Register here: https://umich.zoom.us/webinar/register/WN_aTALEtuLRdiO6kd8TjtaCA

In Manufacturing Celebrity, Vanessa Díaz pulls the curtain back on Hollywood, tracing the complex power dynamics of the reporting and paparazzi work that fuel contemporary American celebrity culture. Drawing on ethnographic fieldwork, her experience reporting for People magazine, and dozens of interviews with photographers, journalists, publicists, magazine editors, and celebrities, Díaz examines the racialized and gendered labor involved in manufacturing and selling relatable celebrity personas. The predominantly male Latino paparazzi can face life-threatening situations and endure vilification that echoes anti-immigrant rhetoric. On the other hand, celebrity reporters, most of whom are white women, are expected to leverage their sexuality to generate coverage, which makes them vulnerable to sexual exploitation and assault. In pointing out the precarity of those who hustle to make a living by generating the bulk of celebrity media, Díaz highlights the profound inequities of the systems that provide consumers with 24/7 coverage of their favorite stars. Highlighting the highly visual nature of Manufacturing Celebrity, this talk explores the main themes and theoretical frameworks of the book while engaging with several of the images that fill its pages.

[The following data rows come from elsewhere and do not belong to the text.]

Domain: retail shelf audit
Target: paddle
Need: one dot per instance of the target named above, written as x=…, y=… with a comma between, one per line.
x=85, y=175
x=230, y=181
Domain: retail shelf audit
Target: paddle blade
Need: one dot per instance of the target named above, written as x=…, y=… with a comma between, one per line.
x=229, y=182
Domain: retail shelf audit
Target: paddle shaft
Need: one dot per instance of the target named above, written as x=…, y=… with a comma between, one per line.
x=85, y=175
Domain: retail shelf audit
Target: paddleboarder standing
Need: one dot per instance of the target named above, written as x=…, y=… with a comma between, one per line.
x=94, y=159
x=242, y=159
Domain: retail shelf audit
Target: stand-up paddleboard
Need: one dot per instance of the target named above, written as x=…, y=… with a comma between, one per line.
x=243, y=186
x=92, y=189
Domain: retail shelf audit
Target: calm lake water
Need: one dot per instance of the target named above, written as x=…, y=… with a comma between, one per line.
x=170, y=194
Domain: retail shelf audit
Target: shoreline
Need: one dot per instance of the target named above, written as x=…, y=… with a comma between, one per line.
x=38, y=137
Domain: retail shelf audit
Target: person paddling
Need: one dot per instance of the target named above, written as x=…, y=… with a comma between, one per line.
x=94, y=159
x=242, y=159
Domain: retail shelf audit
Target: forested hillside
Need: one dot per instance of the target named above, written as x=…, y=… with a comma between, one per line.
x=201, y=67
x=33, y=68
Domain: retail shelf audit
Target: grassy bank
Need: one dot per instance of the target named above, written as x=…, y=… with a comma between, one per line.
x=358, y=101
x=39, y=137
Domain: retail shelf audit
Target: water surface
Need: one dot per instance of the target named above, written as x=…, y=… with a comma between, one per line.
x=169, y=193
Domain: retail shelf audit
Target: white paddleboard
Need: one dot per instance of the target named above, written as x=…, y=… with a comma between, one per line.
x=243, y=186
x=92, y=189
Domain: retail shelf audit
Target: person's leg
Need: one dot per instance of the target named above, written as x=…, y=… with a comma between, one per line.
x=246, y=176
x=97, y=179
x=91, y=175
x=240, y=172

Vanessa Díaz is a multimedia ethnographer and journalist whose work focuses on issues of race, gender, and labor in popular culture across the Americas. Grounded in her experience as a red carpet reporter for People magazine, Díaz’s first book Manufacturing Celebrity: Latino Paparazzi and Women Reporters in Hollywood focuses on hierarchies of labor as well as racial and gender politics in the production of celebrity-focused media. Díaz is a co-author of UCLA’s 2017 Hollywood Diversity Report, director of the film Cuban HipHop: Desde el Principio, and the media editor for Transforming Anthropology. Her research has been profiled in such outlets as the Atlantic, the Los Angeles Times, and NBC News. Díaz is an assistant professor in the Department of Chicana/o and Latina/o Studies at Loyola Marymount University.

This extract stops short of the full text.